3. What happened vs. what you expected:
Context:

  • num_samples=50
  • Spark cluster set up with 4 workers of 8 cores each (non-autoscaling Spark cluster)
  • Ray cluster set up so that one Ray worker has 8 CPUs (one Ray worker per Spark worker)
  • Ray cluster is set up to autoscale from 1 to 4 Ray workers
  • No resources per trial specified, so should default to 1 CPU per trial if I’m not mistaken

Behavior:

  • Expected: When I tune using TuneBOHB without any specified max_concurrency, it should set no limit on concurrency, so it should schedule as many tasks as possible, meaning it should use 4 workers (for 4 trials) at a time.
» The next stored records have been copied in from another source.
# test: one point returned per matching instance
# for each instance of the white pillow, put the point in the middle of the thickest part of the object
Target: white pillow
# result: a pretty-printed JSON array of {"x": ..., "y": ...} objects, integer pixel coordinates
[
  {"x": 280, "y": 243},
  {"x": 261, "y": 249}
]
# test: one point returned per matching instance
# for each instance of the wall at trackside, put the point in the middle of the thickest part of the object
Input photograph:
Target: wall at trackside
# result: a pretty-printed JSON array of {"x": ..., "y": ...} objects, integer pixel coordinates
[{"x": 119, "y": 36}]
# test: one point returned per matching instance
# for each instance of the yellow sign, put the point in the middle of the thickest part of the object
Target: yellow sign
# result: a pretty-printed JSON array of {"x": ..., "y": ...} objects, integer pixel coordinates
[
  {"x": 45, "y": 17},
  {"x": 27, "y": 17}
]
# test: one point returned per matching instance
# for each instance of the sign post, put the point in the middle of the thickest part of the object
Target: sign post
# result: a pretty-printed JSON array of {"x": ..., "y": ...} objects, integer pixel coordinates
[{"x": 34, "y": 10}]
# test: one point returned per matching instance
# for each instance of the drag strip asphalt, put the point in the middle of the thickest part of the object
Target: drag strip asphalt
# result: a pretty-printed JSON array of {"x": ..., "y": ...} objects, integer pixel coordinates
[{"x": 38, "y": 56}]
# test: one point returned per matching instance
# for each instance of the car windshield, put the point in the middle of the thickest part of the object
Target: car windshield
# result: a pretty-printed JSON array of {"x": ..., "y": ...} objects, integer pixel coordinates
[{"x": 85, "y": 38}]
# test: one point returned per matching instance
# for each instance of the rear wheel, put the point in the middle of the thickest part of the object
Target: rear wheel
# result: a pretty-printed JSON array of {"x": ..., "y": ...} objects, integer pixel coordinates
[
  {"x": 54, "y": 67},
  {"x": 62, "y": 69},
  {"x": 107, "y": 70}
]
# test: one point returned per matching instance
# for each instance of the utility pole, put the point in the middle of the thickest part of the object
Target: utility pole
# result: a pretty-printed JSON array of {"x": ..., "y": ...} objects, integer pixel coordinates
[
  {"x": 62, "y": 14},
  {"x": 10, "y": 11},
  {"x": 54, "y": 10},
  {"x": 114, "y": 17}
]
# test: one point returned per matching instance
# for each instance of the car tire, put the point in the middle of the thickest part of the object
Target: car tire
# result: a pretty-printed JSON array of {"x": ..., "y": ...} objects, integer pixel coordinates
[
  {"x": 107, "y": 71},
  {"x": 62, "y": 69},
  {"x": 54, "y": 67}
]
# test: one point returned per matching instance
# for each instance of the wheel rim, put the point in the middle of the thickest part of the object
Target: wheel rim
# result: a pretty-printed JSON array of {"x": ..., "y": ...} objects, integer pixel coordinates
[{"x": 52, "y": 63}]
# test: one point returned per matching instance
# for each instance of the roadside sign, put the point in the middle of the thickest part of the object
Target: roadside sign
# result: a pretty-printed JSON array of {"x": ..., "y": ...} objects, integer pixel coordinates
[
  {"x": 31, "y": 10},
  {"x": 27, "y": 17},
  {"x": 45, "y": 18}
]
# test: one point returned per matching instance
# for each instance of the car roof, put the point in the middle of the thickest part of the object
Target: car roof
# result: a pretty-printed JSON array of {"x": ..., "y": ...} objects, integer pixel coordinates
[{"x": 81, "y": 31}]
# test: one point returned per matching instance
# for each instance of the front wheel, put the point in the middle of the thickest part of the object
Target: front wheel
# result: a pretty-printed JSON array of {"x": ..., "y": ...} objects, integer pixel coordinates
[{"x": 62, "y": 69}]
This means if we start the cluster with 1 worker, it should request additional workers until we hit 4 workers.
  • Actual: The entire tuning run finishes using only 1 worker the whole time.

Hi there Ishaan and welcome to the Ray community :slight_smile:

I have a few questions, thanks for explaining your use case! I know you mentioned not using max_concurrency but what happens if you explicitly set a number for max_concurrent_trials, does it work as intended if you set it to 4? Sometimes it might help to be explicit and just to test to see if it works like that at all.

Also, from a Spark notebook or shell (where you’ve called ray.init(...)), run: import ray print(ray.cluster_resources()). This should hypothetically show a total of ≥ 32 CPUs (4 workers * 8 CPUs each), if Ray truly sees and has registered all the worker nodes. If you only see ~8 CPUs, then your Ray cluster is not actually attaching to all Spark workers yet.

Also check ray status or ray monitor (depending on how you’ve launched Ray) to confirm whether Ray is requesting new workers and whether they are being provisioned. Can you let me know what that says?